One evening, I woke up in the middle of the night, feeling extremely ill. I had been having some problems with nursing and knew that mastitis was a possibility. Since it was 3 a.m., there was nobody for me to call, and I was sending myself into a freakout spiral by looking at WebMD and seeing everything my symptoms could be. So where did I turn? To Facebook, of course.

Before having a baby, I would have rolled my eyes if I saw someone posting about breast feeding and mastitis, and would have labeled that person as an over-sharer. But to me, that Facebook post was priceless. Dozens of comments poured in, offering advice and sympathy. Some of the tips were extremely helpful and most importantly, I felt like I wasn’t alone – I was part of a bigger community of moms who were all in it, commiserating together.

Don’t get me wrong – the chronic over-sharers could help us all by toning it down a notch (or ten.)

But now, when I see something that seems to be “crossing the line” for me from a fellow Facebook mom, I try to put myself in that person’s shoes. If that status update led to useful advice, a good laugh, or simply just a sense of not feeling completely alone during a tough day or a difficult moment…well then, who am I to judge?

Honestly, sometimes seeing other people over-sharing makes me feel better. We’ve all been in awkward situations. None of us are perfect.  Life is chaotic and exciting and challenging, all at once. There are so many people who try to paint themselves as “the perfect parent” on Facebook, that I’m actually pretty grateful for the honest ones who say it like it is, even if it doesn’t always make for the most appetizing lunchtime reading.

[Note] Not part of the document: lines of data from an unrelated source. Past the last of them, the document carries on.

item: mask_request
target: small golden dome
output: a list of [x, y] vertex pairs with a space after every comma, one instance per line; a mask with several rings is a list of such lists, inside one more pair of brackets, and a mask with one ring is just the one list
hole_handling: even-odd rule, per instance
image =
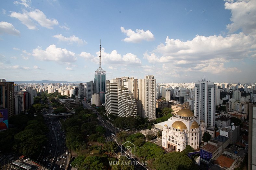
[[175, 129], [187, 129], [186, 125], [184, 124], [183, 122], [179, 120], [174, 122], [173, 123], [173, 124], [172, 125], [172, 126]]
[[187, 108], [181, 109], [177, 113], [177, 114], [180, 116], [184, 117], [192, 117], [194, 116], [194, 113], [192, 111]]
[[196, 121], [194, 121], [192, 123], [192, 124], [191, 125], [190, 129], [196, 129], [199, 127], [199, 126], [198, 125], [198, 123]]

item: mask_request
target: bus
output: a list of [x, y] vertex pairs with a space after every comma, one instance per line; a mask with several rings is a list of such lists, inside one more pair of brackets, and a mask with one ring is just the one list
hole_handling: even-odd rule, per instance
[[27, 165], [23, 164], [21, 162], [13, 162], [11, 164], [11, 169], [17, 170], [32, 170], [32, 168]]

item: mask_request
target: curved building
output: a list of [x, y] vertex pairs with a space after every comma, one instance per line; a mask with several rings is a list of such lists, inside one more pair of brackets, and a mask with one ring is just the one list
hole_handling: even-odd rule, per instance
[[183, 109], [164, 122], [162, 134], [162, 146], [170, 151], [181, 151], [187, 145], [198, 148], [206, 129], [204, 122], [199, 122], [189, 109]]

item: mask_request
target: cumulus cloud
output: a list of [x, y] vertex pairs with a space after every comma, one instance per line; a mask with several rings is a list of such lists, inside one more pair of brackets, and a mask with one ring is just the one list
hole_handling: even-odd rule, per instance
[[32, 55], [37, 60], [45, 61], [72, 62], [77, 59], [74, 52], [56, 47], [55, 44], [50, 45], [45, 50], [38, 47], [33, 50]]
[[117, 70], [117, 68], [114, 68], [113, 67], [112, 67], [112, 66], [109, 66], [109, 69], [110, 70]]
[[135, 32], [131, 29], [125, 29], [122, 27], [121, 27], [121, 31], [128, 37], [122, 40], [124, 41], [138, 43], [143, 40], [148, 41], [154, 39], [154, 35], [149, 30], [144, 31], [143, 29], [136, 29]]
[[71, 44], [73, 42], [81, 44], [87, 43], [85, 41], [83, 40], [82, 39], [80, 39], [79, 38], [77, 37], [74, 35], [70, 36], [69, 37], [65, 37], [62, 34], [57, 34], [54, 35], [52, 37], [58, 39], [59, 41], [68, 42]]
[[14, 50], [17, 50], [17, 51], [19, 50], [19, 48], [16, 48], [16, 47], [13, 47], [12, 49], [13, 49]]
[[70, 67], [66, 67], [66, 69], [68, 70], [73, 70], [73, 69]]
[[227, 26], [230, 33], [239, 29], [247, 34], [256, 35], [256, 3], [254, 0], [227, 1], [225, 9], [231, 11], [230, 21]]
[[[122, 56], [119, 54], [116, 50], [113, 50], [110, 53], [105, 51], [104, 48], [101, 48], [101, 58], [103, 63], [116, 65], [125, 66], [135, 65], [138, 66], [141, 64], [141, 61], [136, 55], [131, 53], [127, 53]], [[79, 55], [86, 60], [89, 60], [95, 63], [98, 63], [99, 51], [96, 53], [96, 57], [90, 53], [82, 52]]]
[[4, 34], [19, 36], [20, 35], [20, 32], [15, 29], [11, 24], [2, 21], [0, 22], [0, 34]]
[[18, 19], [30, 29], [37, 29], [33, 21], [36, 21], [42, 27], [49, 29], [53, 29], [54, 26], [58, 24], [57, 19], [47, 18], [42, 11], [37, 9], [30, 12], [24, 10], [23, 13], [13, 12], [10, 16]]

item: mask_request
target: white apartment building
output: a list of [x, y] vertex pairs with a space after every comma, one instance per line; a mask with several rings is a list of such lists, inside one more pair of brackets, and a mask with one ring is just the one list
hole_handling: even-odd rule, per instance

And crazy as it sounds, I’ve actually seen situations where over-sharing saved lives! I once saw a story in which a mom kept posting photos of her sick son on Facebook, bemoaning how he wasn’t getting better after three days of medication. One of her Facebook friends saw the post and recognized her son’s swollen face as a sign of something more serious, and urged her to take him to the ER. It turns out he had a life-threatening condition that they were able to catch and cure.

So post away, parents!

But before you do, here are four tips to consider:

  1. Remember that our children model their behavior after us. We can’t expect to share every single detail of our lives with hundreds of people online…and then turn around and lecture our kids when they do exactly the same thing.
  2. Let’s be cognizant of where we post things – when you post on sites like Twitter or blog platforms that are indexed by Google, or if you post naked or unflattering photos of your child online that someone else could download or take a screenshot of, you are creating content that could potentially show up in a Google Search of your child’s name for the rest of their lives.
  3. Try to avoid using social media to “one-up” each other. Just because someone shares something, doesn’t mean you have to “one-up” them by sharing something even harder, or even grosser. Let your friend have their own over-sharing moment, and weigh in with support or advice, if you feel inclined.
  4. Chronic over-sharing might lead to your friends choosing to “dial you down” in their Facebook news feed so that they see fewer of your posts. Maybe that doesn’t matter to you, but it’s just something to consider.

We can’t expect everyone to understand the need to post a million photos of our kids, or the need to have public discussions about bodily fluids. But one day, maybe they’ll be there too and they’ll get it – and we’ll be the ones rolling our eyes and reminding ourselves to be kind and not judge.